Comme elle s’en doutait, le samouraï ne s’était pas fâché. Il arborait même un sourire, quoique fatigué. Ofuu expliqua que Naotsugu appréciait la gentillesse de son père et venait manger chez Kihee de temps à autre. La famille semblait parfaitement à l’aise en présence du samouraï.

À en juger par sa manière de parler et son comportement, Natsu conclut qu’il devait être quelqu’un de bien.

—Ha ha, moi, une crème ? C’est un peu fort. Bref, ne t’en fais pas, jeune fille, dit-il.

—D-d’accord, répondit Natsu. —Mais je suis vraiment confuse.

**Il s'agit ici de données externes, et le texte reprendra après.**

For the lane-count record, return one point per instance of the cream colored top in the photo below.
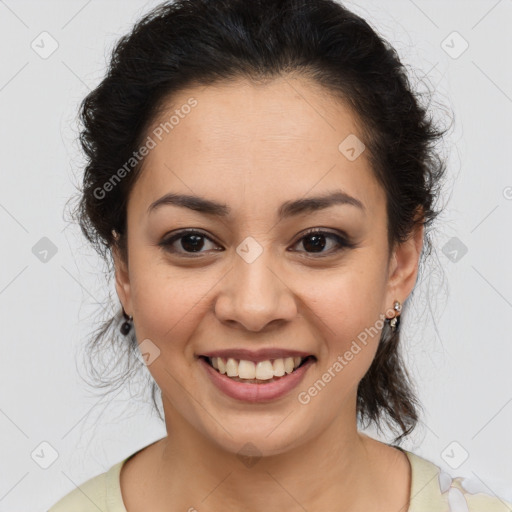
(432, 490)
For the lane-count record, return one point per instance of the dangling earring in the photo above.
(127, 324)
(395, 321)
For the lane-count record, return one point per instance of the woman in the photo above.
(263, 177)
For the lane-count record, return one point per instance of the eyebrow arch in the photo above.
(287, 209)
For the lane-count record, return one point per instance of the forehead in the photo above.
(247, 144)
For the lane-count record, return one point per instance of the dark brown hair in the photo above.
(200, 42)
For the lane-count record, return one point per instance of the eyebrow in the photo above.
(287, 209)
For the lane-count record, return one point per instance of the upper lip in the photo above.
(256, 355)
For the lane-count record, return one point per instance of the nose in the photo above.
(255, 294)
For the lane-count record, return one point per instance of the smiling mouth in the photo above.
(260, 372)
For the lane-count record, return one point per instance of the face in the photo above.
(250, 276)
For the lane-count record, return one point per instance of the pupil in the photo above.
(195, 244)
(319, 242)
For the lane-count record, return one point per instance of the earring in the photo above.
(127, 324)
(395, 321)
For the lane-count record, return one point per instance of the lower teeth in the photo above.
(255, 381)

Elle s’inclina encore une fois, puis quitta les lieux.

***

Naotsugu entra dans le restaurant et s’assit, sans se formaliser de l’incident précédent. De toute façon, il n’était pas du genre à s’énerver pour si peu, et encore moins aujourd’hui, alors que son esprit était occupé ailleurs.

—Un Kake soba, s’il te plaît, dit-il.

—Tout de suite. Un Kake, Papa !

—Entendu !

Le patron, désormais de retour en cuisine, se mit aussitôt à l’ouvrage. Naotsugu, lui, resta figé sur sa chaise, soupirant avec un air soucieux.

—Quelque chose ne va pas ? demanda Ofuu en lui apportant une tasse de thé.

—Oh… répondit-il, réalisant seulement maintenant à quel point son humeur maussade était visible. —Ce n’est rien. J’ai juste l’esprit un peu préoccupé.

Naotsugu avait toujours été poli avec tout le monde, même avec les petites gens. Le système de classes sociales commençait à se fissurer et on voyait désormais des marchands plus riches que bien des samouraïs. Beaucoup de ces derniers continuaient malgré tout à regarder le peuple de haut, mais Naotsugu n’y parvenait pas. Sa mère lui reprochait souvent de manquer de fierté, mais sa nature décontractée le rendait plus accessible, ce n’était donc pas forcément un défaut.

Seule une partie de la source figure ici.